Après plusieurs années comme secrétaire général de l'IGUAVIE, l'interprofession de Guadeloupe sur les filières de l'élevage et participant actif au comité sectoriel de l'élevage Elie Shitalou s'apprête à passer le flambeau. De passage à Paris dans le cadre de la  semaine des comités sectoriels de l'ODEADOM Elie Shitalou revient pour Outremers 360 sur la filière de l'élevage ultramarin.

 

Depuis ce lundi 17 avril, l'ODEADOM réunit ces quatre comités sectoriels. Il s'agit de réunions permettant des débats approfondis, filière par filière, quant aux évolutions en cours et autour des politiques publiques en direction des outre-mer. Ces comités sectoriels réunissent représentants professionnels, administrations et experts selon les champs suivants : filière banane, filières canne à sucre (canne sucre rhum), filières végétales diversifiées (hors canne et banane), filières animales. 
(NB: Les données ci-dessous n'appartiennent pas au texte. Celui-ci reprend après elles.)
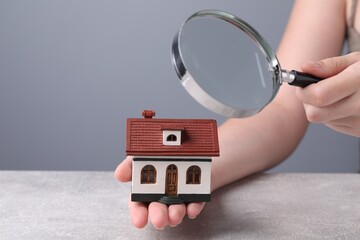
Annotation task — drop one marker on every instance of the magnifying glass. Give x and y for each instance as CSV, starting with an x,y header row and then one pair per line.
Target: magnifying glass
x,y
227,66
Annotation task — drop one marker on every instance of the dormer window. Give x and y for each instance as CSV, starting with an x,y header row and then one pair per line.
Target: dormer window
x,y
172,137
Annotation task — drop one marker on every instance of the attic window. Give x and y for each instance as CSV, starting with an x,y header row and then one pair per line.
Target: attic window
x,y
172,137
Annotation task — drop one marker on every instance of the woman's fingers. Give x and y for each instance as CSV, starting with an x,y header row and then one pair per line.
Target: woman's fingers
x,y
138,214
194,209
158,214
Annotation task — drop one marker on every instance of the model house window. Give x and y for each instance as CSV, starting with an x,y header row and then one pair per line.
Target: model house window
x,y
148,174
172,137
193,175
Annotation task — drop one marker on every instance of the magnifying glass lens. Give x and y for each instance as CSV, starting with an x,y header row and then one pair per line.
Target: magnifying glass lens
x,y
226,63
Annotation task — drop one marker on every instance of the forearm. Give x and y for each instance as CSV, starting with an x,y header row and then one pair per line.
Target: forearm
x,y
315,31
255,144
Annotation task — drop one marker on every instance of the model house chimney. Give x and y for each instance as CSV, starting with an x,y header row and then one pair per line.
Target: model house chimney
x,y
148,113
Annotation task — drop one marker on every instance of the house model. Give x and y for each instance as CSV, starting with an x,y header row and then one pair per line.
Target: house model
x,y
171,158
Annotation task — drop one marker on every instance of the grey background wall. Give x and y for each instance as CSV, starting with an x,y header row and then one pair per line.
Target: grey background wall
x,y
71,72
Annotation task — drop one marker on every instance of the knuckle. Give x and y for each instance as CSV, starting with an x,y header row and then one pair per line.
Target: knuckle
x,y
312,115
320,97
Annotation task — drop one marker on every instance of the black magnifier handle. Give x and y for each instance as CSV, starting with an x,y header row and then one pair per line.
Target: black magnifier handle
x,y
299,79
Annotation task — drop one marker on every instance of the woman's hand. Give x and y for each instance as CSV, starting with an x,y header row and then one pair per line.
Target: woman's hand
x,y
335,101
160,215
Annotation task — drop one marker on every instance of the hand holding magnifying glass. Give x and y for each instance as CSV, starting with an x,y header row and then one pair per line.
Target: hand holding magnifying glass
x,y
227,66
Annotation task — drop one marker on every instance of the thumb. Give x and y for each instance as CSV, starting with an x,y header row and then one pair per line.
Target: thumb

Acteur important du comité filière animale, le Guadeloupéen Elie Shitalou dresse sa vision de ce secteur à l'orée de la fin de mandat comme sécrétaire général de l'Iguavie et expert au comité sectoriel  Elevage  de l'ODEADOM.  «En Outre-mer et notamment en Guadeloupe nous avons un retard important par rapport à l'élevage national où l'agriculture nationale. Au niveau national, il y a une production optimisée fruit d'une centaine d'années de structuration avec de véritables professionnels avec des programmes de qualité, des programmes de production aux cahiers de charges bien définis. Nous sortons d'une agriculture datant de la société de plantations avec une usine centrale et des camps de canne autour jusque dans les années 1980. Nous avons vécu une période où il n'y a pas eu beaucoup de vulgarisations, peu d'encadrement pour emmener les agriculteurs à faire des progrès. Dans notre territoire, nous sommes encore dans une politique de tout-venant parce qu'il n'y a pas suffisamment de producteurs à la pointe pour pouvoir mettre en place ces cahiers de charge qualité. En parallèle de cela, il y a des personnes qui profitent de la désorganisation. Il faut revenir à des choses basiques, former les producteurs,  les emmener sur des programmes très simples pour avoir de la production, mettre en place des actions interprofessionels impliquant tous les métiers, du producteur jusqu'au distributeur, que les personnes parlent le même langage. Aujourd'hui, le travail que nous devons faire au niveau de l'interprofession, un travail en amont de structuration de la production et des producteurs.», précise Elie Shitalou à Outremers360.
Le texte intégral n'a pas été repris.